No te desanimes, Erotto, según este artículo, esta riqueza expresiva se da en todo el mundo hispanohablante. Aunque tal vez hay algunas víctimas del _correctismo normativista_.

Saludos


----------



## jorgema

¿Seré una de las víctimas del _correctismo normativista_? Después de leer el hilo completo, me sigue pareciendo mal lo de:

_Me gustó que me lo dijiste._

En mi uso personal, hubiera empleado el subjuntivo:

_Me gustó que me lo dijeras._

...e incluso, dependiendo del pasado:

_Me gustó que me lo hayas dicho._


----------



## flljob

¿Qué opinas de:  _me gusta que los ingleses *son* muy puntuales_. ¿Dirías _me gusta que los ingleses *sean* muy puntuales_?
Para mí está claro que hay una gran diferencia. Yo no digo que se use el indicativo forzosamente. Lo que digo es el uso de indicativo depende de la intención del emisor. Lo que digo es que el uso de los modos no es intercambiable.

Saludos


----------



## jorgema

Va a parecer que quiero evitar enfrentarme a tu ejemplo, pero la primera oración simplemente no me gusta. Para el caso diría:

_Me gusta la puntualidad de los ingleses._ 

Pero en el caso específico de una sola persona, le diría:

_Me gusta que *seas* puntual
Me gusta tu puntualidad._

Pero no:
_Me gusta que eres puntual_.


----------



## Lurrezko

jorgema said:


> Va a parecer que quiero evitar enfrentarme a tu ejemplo, pero la primera oración simplemente no me gusta. Para el caso diría:
> 
> _Me gusta la puntualidad de los ingleses._
> 
> Pero en el caso específico de una sola persona, le diría:
> 
> _Me gusta que *seas* puntual
> Me gusta tu puntualidad._
> 
> Pero no:
> _Me gusta que eres puntual_.



O _me gusta lo puntual que eres._


----------



## jorgema

Lurrezko oinak said:


> O _me gusta lo puntual que eres._



Claro, si ya estamos puestos a emplear el verbo en indicativo. Igualmente, se evita la forma que aquí nos ocupa.


----------



## flljob

¿Y por qué no _me gusta lo puntual que *seas*_?
Gracias, Lurrezko, veo que nos empezamos a entender.
Saludos


----------



## Lurrezko

flljob said:


> ¿Y por qué no _me gusta lo puntual que *seas*_?
> Gracias, Lurrezko, veo que nos empezamos a entender.
> Saludos



Pues no te sé decir, porque no me suena bien.

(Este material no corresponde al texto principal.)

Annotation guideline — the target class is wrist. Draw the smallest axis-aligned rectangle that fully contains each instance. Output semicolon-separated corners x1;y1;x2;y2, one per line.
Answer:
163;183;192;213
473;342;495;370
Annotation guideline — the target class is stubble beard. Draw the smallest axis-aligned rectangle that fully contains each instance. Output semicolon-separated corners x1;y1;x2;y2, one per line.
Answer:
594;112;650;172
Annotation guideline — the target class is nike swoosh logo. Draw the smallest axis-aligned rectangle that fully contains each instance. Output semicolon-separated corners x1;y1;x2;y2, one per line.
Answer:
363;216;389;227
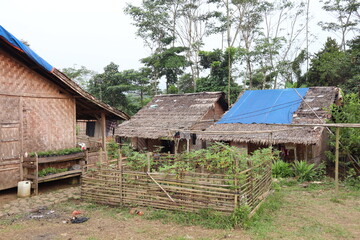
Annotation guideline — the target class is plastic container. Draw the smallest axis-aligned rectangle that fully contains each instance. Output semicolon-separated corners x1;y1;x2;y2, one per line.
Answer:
18;181;31;197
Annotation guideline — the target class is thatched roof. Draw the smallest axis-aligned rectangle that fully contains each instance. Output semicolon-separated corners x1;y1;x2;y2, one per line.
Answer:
197;87;339;145
0;26;130;120
115;92;227;139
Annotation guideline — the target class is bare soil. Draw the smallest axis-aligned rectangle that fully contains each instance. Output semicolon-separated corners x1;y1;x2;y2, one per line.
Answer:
0;182;360;240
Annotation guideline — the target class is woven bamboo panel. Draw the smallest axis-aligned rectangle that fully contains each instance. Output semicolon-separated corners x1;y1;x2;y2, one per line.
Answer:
81;162;271;213
24;98;75;152
0;95;19;123
0;50;64;97
0;123;20;161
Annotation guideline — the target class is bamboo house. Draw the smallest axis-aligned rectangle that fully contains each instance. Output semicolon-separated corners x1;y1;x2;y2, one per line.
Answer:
0;26;129;190
115;92;228;153
198;87;341;163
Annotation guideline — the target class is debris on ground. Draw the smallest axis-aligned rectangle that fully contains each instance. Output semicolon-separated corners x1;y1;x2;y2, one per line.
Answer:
70;217;90;223
129;208;144;216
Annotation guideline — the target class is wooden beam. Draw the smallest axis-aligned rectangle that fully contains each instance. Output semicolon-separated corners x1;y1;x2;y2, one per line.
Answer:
335;127;340;195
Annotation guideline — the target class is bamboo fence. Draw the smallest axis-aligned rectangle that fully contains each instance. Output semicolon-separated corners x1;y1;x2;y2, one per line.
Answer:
81;156;271;213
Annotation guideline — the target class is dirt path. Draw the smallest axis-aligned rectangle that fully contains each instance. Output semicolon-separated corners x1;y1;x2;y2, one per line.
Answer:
0;183;360;240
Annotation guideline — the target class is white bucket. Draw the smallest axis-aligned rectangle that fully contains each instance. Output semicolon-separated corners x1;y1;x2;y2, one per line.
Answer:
18;181;31;197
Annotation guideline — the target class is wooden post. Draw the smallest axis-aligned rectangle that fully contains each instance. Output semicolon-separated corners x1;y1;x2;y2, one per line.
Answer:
101;112;107;161
147;152;152;173
99;148;103;169
118;149;122;170
118;149;123;205
247;161;254;207
186;139;190;152
335;127;340;195
232;156;239;210
34;153;39;195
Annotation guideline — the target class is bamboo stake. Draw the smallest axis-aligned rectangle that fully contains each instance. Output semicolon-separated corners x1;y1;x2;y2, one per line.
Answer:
335;127;340;195
146;152;152;172
146;172;175;202
118;149;123;204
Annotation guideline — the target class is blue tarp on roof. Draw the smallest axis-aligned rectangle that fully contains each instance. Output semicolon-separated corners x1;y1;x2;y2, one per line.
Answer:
217;88;309;124
0;25;53;72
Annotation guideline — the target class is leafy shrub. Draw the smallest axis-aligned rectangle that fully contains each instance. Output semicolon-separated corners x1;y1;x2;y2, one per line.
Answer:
106;140;119;159
121;145;149;171
345;168;360;190
38;167;68;177
29;147;82;157
272;160;294;178
292;161;316;182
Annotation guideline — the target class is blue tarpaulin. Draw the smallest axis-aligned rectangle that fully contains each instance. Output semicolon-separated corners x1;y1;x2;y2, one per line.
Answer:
0;25;53;72
217;88;309;124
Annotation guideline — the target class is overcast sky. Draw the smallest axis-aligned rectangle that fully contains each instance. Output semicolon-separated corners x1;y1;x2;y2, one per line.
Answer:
0;0;350;75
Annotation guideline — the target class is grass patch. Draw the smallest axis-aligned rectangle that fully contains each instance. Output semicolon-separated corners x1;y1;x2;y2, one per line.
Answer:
245;190;284;239
145;207;249;229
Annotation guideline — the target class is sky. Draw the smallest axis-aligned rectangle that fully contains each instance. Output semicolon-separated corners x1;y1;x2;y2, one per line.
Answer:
0;0;352;75
0;0;146;72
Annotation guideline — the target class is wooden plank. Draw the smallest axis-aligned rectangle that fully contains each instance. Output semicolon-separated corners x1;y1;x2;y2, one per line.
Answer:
39;152;85;164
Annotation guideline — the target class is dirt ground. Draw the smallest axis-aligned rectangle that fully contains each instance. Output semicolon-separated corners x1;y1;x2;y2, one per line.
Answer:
0;182;360;240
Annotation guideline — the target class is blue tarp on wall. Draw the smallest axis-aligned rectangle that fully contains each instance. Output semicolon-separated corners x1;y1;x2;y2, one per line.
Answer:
0;25;53;72
217;88;309;124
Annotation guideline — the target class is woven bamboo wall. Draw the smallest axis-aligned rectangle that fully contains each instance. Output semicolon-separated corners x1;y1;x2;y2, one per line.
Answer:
81;161;271;212
0;50;76;190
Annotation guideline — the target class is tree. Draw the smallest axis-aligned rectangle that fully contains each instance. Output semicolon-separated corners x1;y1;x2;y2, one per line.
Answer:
141;47;189;90
319;0;360;51
329;93;360;170
61;65;96;90
88;63;131;111
196;48;240;102
300;38;350;86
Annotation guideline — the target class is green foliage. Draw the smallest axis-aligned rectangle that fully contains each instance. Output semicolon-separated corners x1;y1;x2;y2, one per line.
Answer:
106;139;119;159
272;160;294;178
141;47;190;91
293;161;316;182
344;168;360;190
299;37;360;93
327;93;360;162
196;48;241;103
61;65;96;90
38;167;68;177
121;145;152;171
146;206;250;230
29;147;82;157
88;63;150;115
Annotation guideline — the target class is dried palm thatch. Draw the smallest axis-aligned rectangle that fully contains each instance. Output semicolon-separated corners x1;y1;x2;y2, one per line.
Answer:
116;92;227;139
197;87;340;145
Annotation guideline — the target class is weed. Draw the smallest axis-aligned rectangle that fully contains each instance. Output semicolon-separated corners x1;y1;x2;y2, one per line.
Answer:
272;160;294;178
29;147;82;157
146;208;248;229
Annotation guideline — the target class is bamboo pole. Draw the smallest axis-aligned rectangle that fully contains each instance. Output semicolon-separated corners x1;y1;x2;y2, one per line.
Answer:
146;172;175;202
118;149;123;205
101;112;107;161
146;152;152;172
335;127;340;195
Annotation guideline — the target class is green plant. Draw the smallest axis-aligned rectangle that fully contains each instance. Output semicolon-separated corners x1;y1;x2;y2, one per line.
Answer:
272;160;294;178
29;147;82;157
292;161;316;182
38;167;68;177
145;207;249;229
344;168;360;190
106;139;119;159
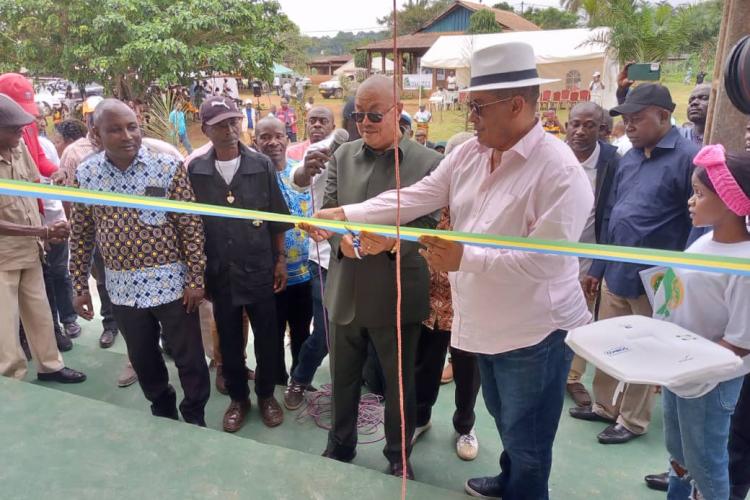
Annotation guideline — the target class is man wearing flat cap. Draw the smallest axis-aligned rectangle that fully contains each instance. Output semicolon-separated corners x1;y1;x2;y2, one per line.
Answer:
313;42;594;500
188;96;293;432
0;94;86;383
570;83;698;444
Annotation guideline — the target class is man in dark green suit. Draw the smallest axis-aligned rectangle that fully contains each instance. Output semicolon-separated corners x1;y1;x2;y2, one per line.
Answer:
323;76;442;478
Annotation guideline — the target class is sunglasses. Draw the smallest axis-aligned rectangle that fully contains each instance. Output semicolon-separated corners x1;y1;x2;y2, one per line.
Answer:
351;105;396;123
469;97;513;116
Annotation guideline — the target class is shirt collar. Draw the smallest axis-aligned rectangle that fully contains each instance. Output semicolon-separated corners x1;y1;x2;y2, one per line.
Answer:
506;120;547;160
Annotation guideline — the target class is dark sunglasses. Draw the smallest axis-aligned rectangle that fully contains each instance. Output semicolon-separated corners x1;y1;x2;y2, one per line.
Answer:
351;104;396;123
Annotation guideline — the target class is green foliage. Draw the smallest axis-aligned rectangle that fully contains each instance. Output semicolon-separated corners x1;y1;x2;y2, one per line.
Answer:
589;0;689;63
378;0;453;35
466;9;502;35
0;0;295;97
523;7;578;30
492;2;516;12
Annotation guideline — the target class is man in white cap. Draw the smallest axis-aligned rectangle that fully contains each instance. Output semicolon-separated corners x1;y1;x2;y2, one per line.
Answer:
313;43;594;500
589;71;604;106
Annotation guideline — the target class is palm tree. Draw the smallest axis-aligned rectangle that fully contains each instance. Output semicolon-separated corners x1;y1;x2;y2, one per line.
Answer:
586;0;690;63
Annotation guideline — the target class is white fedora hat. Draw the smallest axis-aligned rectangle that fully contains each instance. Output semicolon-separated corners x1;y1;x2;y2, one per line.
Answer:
462;42;560;92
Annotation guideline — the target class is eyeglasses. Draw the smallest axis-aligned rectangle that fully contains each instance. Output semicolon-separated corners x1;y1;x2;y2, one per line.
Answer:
351;105;396;123
469;96;513;116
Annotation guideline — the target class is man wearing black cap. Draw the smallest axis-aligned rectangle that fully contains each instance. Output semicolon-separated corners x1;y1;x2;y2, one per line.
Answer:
188;96;293;432
571;84;698;444
0;94;86;383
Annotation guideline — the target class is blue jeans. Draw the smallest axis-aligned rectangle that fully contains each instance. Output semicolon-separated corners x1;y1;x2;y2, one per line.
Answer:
478;330;573;500
42;241;78;330
662;377;743;500
292;260;328;384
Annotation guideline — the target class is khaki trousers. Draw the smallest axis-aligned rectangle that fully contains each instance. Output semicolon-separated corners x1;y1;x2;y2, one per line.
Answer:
593;282;654;434
0;263;64;380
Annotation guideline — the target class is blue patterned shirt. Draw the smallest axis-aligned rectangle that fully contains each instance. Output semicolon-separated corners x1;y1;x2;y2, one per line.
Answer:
276;160;312;286
70;147;206;308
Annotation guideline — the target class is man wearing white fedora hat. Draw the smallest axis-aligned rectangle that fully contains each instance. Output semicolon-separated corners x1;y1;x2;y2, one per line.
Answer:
313;43;594;500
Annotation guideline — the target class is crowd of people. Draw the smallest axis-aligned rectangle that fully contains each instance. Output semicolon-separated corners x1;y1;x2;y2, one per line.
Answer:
0;38;750;500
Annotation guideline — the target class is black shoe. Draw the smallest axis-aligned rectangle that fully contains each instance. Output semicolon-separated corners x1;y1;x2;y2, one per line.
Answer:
388;460;414;481
99;328;118;349
568;406;614;424
55;328;73;352
321;448;357;464
643;472;669;491
596;424;640;444
36;367;86;384
464;476;503;498
63;321;81;339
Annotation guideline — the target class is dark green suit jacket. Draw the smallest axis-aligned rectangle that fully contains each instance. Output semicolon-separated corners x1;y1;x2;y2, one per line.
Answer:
323;139;443;328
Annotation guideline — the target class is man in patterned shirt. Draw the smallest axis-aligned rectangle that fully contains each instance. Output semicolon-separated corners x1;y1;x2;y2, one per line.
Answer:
70;99;210;426
255;116;313;385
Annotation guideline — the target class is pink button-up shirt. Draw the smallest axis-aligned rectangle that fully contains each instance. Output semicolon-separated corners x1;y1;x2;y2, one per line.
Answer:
344;125;594;354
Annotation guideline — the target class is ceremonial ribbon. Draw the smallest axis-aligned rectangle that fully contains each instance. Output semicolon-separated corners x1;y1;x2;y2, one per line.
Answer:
0;179;750;276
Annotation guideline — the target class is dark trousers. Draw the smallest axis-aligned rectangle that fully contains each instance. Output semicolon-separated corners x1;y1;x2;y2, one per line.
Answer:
42;241;78;330
415;325;481;434
292;261;328;384
729;375;750;500
478;330;573;500
328;323;420;462
112;300;211;426
276;280;312;385
213;295;281;401
92;248;117;331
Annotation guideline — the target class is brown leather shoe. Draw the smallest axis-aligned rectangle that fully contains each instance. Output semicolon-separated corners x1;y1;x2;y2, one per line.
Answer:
258;396;284;427
223;399;250;432
565;382;591;408
216;365;229;394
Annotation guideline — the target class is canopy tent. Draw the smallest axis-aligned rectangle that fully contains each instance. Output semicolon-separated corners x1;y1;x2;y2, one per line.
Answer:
273;63;295;76
421;28;619;108
333;56;393;76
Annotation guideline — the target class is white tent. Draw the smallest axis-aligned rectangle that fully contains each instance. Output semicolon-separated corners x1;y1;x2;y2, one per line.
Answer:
421;28;619;108
333;56;393;76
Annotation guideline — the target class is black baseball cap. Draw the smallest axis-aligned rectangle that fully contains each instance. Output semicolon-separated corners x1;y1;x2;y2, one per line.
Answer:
200;96;243;125
609;83;675;116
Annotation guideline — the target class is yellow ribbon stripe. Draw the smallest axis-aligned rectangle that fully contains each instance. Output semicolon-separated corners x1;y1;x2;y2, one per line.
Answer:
0;179;750;275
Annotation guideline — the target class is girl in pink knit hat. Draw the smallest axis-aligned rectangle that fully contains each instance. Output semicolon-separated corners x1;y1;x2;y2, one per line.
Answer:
654;145;750;500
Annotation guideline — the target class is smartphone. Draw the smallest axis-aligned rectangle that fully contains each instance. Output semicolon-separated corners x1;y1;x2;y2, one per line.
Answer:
628;63;661;82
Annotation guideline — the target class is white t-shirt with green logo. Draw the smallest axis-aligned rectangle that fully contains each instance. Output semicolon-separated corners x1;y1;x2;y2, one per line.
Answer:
653;232;750;398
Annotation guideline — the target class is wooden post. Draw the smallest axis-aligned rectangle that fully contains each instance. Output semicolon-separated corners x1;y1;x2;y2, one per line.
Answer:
704;0;750;151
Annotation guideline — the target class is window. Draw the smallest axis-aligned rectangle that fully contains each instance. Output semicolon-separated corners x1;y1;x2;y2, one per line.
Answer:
565;69;581;89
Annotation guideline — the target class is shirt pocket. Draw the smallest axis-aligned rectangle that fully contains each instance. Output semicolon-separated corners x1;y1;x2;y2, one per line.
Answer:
138;210;167;226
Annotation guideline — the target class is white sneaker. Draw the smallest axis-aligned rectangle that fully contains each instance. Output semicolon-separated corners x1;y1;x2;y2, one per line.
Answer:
456;429;479;460
411;420;432;446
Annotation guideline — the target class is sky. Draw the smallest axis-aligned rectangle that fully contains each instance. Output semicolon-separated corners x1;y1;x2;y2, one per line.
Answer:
278;0;695;36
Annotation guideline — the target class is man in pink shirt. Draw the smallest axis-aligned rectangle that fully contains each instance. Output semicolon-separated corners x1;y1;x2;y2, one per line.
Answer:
316;43;594;500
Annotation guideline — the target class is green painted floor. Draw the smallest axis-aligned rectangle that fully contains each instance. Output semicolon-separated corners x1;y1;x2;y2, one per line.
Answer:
7;294;666;500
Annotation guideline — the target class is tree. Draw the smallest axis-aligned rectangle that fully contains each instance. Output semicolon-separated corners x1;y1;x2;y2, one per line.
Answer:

Es curioso que con otros verbos sí exista un matiz:
_
Me importa/preocupa lo puntual que eres.
Me importa/preocupa lo puntual que seas._

Pero con el verbo* gustar* no me suena bien el subjuntivo. ¿A ti te suena natural?

Saludos


----------



## jorgema

Tal vez porque en _Me importa/me preocupa lo puntual que *seas*_ hay un matiz de futuro que no tendría sentido si se dijera _Me gusta lo puntual que seas_.

_Me gusta lo que eres._

...pero:

¿_Me gusta lo que seas_? No me resulta natural.


----------



## cbrena

A mí con el verbo gustar el subjuntivo me suena bien en el ejemplo de flijob, pero añado el artículo: _me gusta *el* que los ingleses *sean* muy puntuales._

En los casos que habéis discutido posteriormente:

_Me gusta que* seas* puntual_ o _Me gusta lo puntual que *eres.*_


----------



## Aviador

Mientras estudio más el tema y como al leer las intervenciones en este hilo alguien podría pensar que es general en América el uso del indicativo en las frases como la de la consulta de usstriker, quisiera advertir que en Chile a nadie se le ocurriría usar el idicativo. No me imagino a nadie, ni siquiera a una persona con poca instrucción, hacerlo. De hecho, este hilo me recordó a un amigo francés a quien siempre regañabamos por su uso del indicativo en frases semejantes. Es decir, _me gustó que me lo dijiste_ me suena al castellano de quien no lo domina bien; me suena al castellano de mi amigo francés.

Saludos.


----------



## Ciocoroll

Pues yo soy mexicano y tampoco he escuchado que alguien use el indicativo para eso


----------



## flljob

Aviador said:


> Mientras estudio más el tema y como al leer las intervenciones en este hilo alguien podría pensar que es general en América el uso del indicativo en las frases como la de la consulta de usstriker, quisiera advertir que en Chile a nadie se le ocurriría usar el idicativo. No me imagino a nadie, ni siquiera a una persona con poca instrucción, hacerlo. De hecho, este hilo me recordó a un amigo francés a quien siempre regañabamos por su uso del indicativo en frases semejantes. Es decir, _me gustó que me lo dijiste_ me suena al castellano de quien no lo domina bien; me suena al castellano de mi amigo francés.
> 
> Saludos.


 
Ya dije que se usan los dos modos. También dije que existe una enorme diferencia entre usar el indicativo o el subjuntivo, que de ninguna manera el uso de uno excluye el uso del otro. En el artículo que adjunté anteriormente, se estudiaron muchas ciudades, dos de ellas españolas y varias hispanoamericanas, incluyendo Buenos Aires y Santiago. En esta última, en el 45% de las oraciones estudiadas, usaban el indicativo, mientras que en México la usaban el 40%, y en Buenos Aires el 67%.

Saludos


----------